The clock said it was ten o’clock and it was Wednesday. That meant the ladies would be out of town doing their shopping and having their hair done. The garden had stopped producing and she’d pulled up all the plants so she couldn’t spend the rest of the day playing in the dirt. Sharlene would still be asleep. And she wanted to talk. She called her mother but got the answering machine. She hung up without leaving a message.

“Merle,” she said aloud. She’d never been to Merle’s place but she had a general idea of where she lived. She jerked her nightshirt over her head on the way to the bathroom, took a quick shower, dressed in jeans and a T-shirt, and grabbed her keys and purse on the way out the door.

The mailbox had M-rle Ave-y written on it in black block letters that could be purchased at any hardware store. A “No Trespassing” sign hung on both sides of the fence leading the way up to the house. None of the letters were missing on those signs. She turned across a cattle guard and drove slowly through the pecan tree-lined lane. The house was a long, low ranch house set at the back side of a circular driveway. The flower beds were a blaze of fall colors with yellow, bronze, and gold mums, bright pink and red roses still putting out blooms, dianthus in all shades of bright colors, and rose moss creeping along the edges.
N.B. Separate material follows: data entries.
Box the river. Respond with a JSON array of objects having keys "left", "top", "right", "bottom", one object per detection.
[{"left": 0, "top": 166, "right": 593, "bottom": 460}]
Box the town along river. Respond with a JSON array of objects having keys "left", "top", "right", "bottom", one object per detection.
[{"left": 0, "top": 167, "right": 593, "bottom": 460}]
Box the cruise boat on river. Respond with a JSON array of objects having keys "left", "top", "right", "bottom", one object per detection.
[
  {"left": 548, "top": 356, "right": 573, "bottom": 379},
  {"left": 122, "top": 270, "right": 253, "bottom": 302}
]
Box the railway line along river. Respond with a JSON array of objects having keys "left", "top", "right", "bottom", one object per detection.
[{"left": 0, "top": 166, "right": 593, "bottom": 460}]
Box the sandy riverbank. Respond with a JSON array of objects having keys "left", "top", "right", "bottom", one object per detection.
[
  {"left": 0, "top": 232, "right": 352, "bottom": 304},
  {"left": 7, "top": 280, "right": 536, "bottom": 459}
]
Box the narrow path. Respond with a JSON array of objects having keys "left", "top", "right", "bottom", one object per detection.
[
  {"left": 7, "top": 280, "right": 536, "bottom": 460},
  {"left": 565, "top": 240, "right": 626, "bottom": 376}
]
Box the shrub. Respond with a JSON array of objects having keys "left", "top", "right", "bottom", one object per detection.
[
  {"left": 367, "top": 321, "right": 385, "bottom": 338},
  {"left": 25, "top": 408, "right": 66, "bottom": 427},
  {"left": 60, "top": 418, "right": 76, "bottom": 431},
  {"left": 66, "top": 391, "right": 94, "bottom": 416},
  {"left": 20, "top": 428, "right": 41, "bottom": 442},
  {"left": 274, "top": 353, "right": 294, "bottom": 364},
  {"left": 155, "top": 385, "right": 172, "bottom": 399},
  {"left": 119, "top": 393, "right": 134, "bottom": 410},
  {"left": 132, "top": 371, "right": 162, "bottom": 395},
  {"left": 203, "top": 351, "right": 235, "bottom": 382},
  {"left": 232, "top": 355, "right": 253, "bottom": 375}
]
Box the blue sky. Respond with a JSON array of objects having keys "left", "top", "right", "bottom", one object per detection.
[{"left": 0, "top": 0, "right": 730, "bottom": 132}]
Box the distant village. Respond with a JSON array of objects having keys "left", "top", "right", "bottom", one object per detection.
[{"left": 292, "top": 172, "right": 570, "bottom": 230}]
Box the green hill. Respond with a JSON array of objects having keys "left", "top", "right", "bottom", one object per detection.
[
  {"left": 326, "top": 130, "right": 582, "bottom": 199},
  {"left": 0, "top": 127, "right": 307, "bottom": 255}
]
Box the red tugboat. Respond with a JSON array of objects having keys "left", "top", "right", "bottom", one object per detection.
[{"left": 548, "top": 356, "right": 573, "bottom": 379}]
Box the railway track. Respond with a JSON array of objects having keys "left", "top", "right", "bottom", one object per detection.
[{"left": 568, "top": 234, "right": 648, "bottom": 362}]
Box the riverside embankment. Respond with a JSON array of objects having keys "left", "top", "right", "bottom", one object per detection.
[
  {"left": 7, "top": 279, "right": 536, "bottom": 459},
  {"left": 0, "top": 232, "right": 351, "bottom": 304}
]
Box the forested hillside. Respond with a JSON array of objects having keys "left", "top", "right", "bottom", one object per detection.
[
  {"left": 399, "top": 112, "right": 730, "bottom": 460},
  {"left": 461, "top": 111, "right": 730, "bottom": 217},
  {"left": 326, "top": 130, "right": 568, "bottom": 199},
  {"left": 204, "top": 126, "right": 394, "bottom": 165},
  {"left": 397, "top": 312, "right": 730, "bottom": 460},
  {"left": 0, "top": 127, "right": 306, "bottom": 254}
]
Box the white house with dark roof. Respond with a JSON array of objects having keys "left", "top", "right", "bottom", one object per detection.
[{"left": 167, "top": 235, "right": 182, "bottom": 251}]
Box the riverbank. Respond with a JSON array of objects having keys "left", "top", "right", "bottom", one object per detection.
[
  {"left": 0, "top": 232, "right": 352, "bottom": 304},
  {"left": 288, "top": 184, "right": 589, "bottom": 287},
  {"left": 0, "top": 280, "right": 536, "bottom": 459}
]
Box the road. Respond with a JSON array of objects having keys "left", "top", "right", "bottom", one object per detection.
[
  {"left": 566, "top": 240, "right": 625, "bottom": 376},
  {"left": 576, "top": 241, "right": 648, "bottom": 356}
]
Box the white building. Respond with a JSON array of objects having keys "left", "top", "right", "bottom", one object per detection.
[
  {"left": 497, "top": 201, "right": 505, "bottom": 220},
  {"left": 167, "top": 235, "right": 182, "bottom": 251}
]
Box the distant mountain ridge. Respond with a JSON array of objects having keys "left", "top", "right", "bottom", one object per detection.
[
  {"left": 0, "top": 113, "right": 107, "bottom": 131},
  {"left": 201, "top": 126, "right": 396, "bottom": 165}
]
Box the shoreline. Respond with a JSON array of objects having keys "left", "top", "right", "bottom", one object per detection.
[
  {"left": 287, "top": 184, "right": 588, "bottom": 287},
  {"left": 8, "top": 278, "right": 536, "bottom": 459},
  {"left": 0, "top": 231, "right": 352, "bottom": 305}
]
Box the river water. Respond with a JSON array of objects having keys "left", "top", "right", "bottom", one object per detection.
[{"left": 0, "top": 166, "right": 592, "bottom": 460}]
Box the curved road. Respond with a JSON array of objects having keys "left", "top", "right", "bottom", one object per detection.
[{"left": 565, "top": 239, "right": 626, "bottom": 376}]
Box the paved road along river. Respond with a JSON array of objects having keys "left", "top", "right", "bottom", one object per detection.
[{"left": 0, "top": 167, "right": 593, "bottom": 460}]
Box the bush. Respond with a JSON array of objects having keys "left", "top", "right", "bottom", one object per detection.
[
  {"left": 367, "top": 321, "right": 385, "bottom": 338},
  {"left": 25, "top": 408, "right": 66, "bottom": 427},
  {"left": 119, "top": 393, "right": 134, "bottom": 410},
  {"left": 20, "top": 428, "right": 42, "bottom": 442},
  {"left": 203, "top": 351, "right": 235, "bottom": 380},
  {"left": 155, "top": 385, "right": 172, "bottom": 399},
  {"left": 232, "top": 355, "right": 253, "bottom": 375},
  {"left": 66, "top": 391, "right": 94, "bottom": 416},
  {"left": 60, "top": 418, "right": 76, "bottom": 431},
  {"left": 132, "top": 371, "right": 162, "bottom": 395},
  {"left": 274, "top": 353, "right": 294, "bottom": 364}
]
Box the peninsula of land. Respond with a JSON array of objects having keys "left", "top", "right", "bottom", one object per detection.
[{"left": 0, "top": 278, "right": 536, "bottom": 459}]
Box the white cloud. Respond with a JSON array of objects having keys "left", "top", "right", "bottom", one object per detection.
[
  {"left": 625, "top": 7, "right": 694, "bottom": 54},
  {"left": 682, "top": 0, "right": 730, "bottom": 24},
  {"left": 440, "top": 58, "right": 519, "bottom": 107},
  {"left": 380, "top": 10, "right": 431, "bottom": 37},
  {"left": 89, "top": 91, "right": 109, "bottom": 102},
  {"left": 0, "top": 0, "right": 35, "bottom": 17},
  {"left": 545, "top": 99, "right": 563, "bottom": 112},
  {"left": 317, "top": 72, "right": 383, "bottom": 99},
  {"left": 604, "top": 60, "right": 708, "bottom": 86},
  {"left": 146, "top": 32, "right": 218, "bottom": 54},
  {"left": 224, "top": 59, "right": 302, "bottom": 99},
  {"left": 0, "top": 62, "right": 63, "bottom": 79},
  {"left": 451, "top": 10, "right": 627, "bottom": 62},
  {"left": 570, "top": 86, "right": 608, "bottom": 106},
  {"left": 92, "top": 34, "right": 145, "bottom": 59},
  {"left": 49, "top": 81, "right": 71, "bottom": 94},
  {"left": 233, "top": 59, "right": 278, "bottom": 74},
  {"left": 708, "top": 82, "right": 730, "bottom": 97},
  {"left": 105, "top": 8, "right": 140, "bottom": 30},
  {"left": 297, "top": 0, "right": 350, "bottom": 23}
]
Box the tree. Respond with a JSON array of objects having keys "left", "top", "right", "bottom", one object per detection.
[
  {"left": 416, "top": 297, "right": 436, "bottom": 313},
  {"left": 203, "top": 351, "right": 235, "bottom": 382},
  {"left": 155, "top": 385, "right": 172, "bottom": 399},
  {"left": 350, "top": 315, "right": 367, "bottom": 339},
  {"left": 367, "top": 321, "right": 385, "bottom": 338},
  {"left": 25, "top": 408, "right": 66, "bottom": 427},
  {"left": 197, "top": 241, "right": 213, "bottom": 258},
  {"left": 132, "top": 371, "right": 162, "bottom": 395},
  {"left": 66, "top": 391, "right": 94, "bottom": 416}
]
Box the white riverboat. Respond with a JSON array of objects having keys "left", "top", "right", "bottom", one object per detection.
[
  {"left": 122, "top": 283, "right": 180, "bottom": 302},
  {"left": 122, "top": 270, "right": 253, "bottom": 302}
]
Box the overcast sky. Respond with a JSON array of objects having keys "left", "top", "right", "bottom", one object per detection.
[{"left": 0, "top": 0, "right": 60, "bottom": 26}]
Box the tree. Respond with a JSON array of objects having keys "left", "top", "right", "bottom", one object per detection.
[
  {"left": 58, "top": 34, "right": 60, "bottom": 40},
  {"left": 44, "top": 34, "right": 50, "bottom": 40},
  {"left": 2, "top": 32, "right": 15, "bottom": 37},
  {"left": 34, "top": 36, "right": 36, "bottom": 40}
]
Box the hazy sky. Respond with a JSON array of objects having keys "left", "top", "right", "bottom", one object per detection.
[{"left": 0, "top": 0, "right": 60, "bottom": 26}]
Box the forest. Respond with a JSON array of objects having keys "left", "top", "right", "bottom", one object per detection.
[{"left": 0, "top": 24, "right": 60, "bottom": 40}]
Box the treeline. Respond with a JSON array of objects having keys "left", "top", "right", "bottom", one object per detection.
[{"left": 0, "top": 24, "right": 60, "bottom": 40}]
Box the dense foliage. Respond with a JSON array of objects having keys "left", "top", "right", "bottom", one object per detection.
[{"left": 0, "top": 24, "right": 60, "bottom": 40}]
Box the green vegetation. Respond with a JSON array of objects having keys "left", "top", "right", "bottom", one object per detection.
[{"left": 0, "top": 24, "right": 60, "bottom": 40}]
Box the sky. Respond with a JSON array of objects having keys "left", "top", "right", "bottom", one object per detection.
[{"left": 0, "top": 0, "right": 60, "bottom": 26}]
It reminded Larissa of the flower beds in Perry. Their gardener took great pains and delight in his flowers and she’d always loved them every season of the year.

She stood beside the car and made a decision never to sell the Perry house. Too many people would be affected if she did—Rosa, the housekeeper, who’d been there at least thirty years; Manny, the gardener; Cleo, the cook; and Lanson, who took care of the garage and all the vehicles in it as well as the pool in the summertime. Four people who’d taken care of her, along with Nanny, and had been there since her grandparents moved into the house. They’d helped raise Larissa. They’d been there when Nanny died. They’d always welcomed Doreen home. They lived in two apartments in a wing off to one side of the place. Rosa and Manny in one; Cleo and Lanson in the other.

“Are you going to come in or stand out there and stare at the flowers all day?” Merle yelled from the door.

Larissa looked up and smiled. “Good morning. They are beautiful. Who is your gardener?”

Merle stepped out onto the porch. “Me. Old southern women are supposed to grow flowers. I put the flower beds in when Ruby Lee died as a memorial to her. Seemed a waste to take flowers to the grave to lie there and die. She was a live wire, not a wallflower, so I planted flowers and when I get lonesome for her, I come out here and sit on that bench and we talk. What in the hell are you doing up and about at this time of morning after the night you had at the Honky Tonk?”